A bit of tahini (sesame paste) offers up the fat in this dish, to help with nutrient absorption and some extra calcium. I don’t add olive oil to my hummus-like dips, just water to thin it out to the right consistency. It’s tricky to find fresh, high quality oils, and to keep them that way once opened, so whole food based fats are my preference (ie – tahini).
- ½ c Beluga lentils, soaked for 8 hours and sprouted for 24 hours
- 1 piece of Kombu
- 2 tsp Fresh Ginger
- 2 tsp Fresh Turmeric
- ¼ c Tahini
- 1 Lemon, juice and zest
- 2 c Shitakes, roasted
- 5 Garlic cloves, lightly roasted
- ½ c Cilantro
- ½ tsp Garam Masala (or Indian curry powder)
- ½ c Water
- Rinse lentils and then soak them for 6-8 hours. Drain and leave in a bowl or jar for 24-48 hours, rinsing and draining once or twice a day.

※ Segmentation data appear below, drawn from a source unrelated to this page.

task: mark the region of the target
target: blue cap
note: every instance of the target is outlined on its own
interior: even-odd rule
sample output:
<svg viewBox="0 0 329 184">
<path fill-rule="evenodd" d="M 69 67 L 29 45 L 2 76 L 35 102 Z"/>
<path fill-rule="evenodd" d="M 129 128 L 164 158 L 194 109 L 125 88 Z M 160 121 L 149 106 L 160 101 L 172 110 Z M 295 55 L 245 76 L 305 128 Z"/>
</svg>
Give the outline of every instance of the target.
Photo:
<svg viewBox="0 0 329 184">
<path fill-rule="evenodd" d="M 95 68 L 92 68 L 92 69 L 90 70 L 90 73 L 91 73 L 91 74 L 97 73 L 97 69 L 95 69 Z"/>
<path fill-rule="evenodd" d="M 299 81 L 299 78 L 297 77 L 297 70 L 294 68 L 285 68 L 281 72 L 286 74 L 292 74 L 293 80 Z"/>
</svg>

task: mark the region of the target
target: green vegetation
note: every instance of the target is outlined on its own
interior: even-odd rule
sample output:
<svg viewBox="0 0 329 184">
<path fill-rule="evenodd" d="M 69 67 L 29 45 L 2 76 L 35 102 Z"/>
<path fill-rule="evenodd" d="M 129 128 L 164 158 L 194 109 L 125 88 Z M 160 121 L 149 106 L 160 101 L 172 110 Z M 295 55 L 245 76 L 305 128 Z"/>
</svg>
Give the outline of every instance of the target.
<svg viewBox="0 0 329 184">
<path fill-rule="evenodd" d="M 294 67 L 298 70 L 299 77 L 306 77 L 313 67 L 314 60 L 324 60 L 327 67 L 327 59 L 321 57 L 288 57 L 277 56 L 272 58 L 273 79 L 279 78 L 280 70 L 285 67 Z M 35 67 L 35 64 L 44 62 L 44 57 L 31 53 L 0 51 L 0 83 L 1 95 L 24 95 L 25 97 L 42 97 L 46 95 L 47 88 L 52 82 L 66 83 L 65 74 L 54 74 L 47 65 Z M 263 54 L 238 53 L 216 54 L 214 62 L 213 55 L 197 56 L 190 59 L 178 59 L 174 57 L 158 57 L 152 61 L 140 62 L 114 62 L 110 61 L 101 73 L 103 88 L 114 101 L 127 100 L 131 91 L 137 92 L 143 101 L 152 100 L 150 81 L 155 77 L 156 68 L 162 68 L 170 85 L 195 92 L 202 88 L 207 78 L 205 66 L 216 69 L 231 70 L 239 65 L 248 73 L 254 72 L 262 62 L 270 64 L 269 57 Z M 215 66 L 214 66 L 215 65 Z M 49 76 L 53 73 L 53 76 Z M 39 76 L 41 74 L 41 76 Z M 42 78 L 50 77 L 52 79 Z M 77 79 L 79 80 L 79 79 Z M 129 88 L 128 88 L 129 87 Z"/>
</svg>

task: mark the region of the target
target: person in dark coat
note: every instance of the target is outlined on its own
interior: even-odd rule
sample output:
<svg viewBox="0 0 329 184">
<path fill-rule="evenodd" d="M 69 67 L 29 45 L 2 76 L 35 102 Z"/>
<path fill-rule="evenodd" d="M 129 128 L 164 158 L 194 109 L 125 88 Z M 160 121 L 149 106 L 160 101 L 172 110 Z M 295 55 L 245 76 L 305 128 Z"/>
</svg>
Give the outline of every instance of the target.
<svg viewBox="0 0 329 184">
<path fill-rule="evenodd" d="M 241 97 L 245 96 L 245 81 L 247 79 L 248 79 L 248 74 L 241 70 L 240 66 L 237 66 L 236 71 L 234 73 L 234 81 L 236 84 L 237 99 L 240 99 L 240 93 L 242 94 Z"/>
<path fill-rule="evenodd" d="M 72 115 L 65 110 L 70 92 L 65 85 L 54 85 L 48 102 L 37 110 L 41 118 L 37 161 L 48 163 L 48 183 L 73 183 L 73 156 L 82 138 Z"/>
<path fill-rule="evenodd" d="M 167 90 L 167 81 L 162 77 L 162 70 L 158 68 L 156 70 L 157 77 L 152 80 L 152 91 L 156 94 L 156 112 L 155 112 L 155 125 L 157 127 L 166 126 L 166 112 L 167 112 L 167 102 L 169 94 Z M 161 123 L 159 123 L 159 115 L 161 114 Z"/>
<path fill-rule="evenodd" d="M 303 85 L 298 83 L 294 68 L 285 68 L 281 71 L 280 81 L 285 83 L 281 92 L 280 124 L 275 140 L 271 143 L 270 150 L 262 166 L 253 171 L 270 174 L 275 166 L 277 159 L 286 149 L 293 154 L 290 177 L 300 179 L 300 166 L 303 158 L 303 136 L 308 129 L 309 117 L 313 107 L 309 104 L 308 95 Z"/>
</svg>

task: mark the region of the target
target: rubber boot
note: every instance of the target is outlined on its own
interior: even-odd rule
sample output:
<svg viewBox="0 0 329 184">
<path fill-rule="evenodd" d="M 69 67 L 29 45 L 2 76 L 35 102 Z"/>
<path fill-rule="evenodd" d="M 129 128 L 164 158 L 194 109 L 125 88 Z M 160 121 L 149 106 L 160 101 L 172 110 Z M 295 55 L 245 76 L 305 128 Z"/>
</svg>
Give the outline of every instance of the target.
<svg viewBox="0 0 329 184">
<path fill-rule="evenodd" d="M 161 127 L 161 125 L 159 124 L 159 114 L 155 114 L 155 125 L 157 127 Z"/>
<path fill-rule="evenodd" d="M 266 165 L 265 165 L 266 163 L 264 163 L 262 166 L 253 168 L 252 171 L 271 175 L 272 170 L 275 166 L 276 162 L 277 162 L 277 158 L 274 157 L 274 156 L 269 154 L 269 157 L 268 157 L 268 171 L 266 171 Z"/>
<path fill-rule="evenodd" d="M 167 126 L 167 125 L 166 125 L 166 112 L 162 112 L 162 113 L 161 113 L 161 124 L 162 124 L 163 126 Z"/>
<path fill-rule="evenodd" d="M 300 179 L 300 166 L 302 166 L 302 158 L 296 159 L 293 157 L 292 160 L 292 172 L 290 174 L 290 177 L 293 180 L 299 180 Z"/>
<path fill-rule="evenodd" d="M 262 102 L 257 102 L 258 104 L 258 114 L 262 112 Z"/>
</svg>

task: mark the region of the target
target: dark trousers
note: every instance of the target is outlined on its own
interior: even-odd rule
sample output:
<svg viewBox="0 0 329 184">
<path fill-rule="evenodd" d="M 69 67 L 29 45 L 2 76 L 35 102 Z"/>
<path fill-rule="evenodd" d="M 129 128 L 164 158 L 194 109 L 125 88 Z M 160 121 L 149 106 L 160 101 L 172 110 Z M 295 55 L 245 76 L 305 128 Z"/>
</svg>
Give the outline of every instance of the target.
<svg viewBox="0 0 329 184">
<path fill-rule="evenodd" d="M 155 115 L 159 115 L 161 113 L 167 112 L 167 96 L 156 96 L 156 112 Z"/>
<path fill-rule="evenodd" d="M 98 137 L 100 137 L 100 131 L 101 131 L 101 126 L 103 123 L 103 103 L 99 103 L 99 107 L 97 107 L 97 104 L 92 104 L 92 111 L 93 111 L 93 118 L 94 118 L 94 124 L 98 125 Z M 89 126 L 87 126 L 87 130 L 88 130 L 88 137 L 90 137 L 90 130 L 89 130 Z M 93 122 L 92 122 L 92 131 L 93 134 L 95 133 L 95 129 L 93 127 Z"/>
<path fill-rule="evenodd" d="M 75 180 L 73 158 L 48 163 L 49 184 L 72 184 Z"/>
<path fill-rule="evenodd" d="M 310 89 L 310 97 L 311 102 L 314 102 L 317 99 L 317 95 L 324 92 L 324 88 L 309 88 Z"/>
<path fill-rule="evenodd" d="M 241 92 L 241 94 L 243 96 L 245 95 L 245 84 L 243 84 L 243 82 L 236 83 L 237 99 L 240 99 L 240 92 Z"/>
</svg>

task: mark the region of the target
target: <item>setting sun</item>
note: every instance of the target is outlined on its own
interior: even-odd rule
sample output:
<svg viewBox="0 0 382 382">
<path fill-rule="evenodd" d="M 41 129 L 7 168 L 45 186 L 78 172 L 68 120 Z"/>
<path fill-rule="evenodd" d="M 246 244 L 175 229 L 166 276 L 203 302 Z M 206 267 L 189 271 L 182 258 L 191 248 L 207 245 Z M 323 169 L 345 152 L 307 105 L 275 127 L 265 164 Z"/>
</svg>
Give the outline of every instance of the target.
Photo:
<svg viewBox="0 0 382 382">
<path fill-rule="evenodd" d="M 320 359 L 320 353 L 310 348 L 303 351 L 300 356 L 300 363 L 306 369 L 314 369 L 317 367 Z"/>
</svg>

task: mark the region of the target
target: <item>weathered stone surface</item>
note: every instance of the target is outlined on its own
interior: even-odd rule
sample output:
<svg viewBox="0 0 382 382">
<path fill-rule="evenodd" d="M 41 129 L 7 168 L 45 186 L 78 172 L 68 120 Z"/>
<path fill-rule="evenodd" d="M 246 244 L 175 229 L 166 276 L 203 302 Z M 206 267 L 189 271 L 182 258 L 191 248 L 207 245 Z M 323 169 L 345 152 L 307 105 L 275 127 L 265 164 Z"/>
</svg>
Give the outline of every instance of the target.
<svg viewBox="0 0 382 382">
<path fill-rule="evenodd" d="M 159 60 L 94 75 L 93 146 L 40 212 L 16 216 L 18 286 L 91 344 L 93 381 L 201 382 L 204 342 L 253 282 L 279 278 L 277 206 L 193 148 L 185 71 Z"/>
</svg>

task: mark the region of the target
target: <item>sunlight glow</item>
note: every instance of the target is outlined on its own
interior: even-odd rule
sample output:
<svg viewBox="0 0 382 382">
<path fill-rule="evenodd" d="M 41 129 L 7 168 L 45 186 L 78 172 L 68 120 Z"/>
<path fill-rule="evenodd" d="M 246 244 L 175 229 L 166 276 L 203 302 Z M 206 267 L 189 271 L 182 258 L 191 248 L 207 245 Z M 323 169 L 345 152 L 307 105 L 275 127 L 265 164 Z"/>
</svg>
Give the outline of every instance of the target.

- Cover the lentils in a pot with water and a piece of kombu. Simmer for 10-15 minutes or until tender. Drain in a colander.
- Add all of the ingredients, including the lentils, excluding half of the water and blend in a blender or food processor. Drizzle in the rest of the water as needed until desired consistency.
- Serve with raw or lightly steamed vegetables, stir a scoop into an otherwise simple soup (think tomato or butternut squash), top off a bowl of roast carrots -this stuff knows no bounds!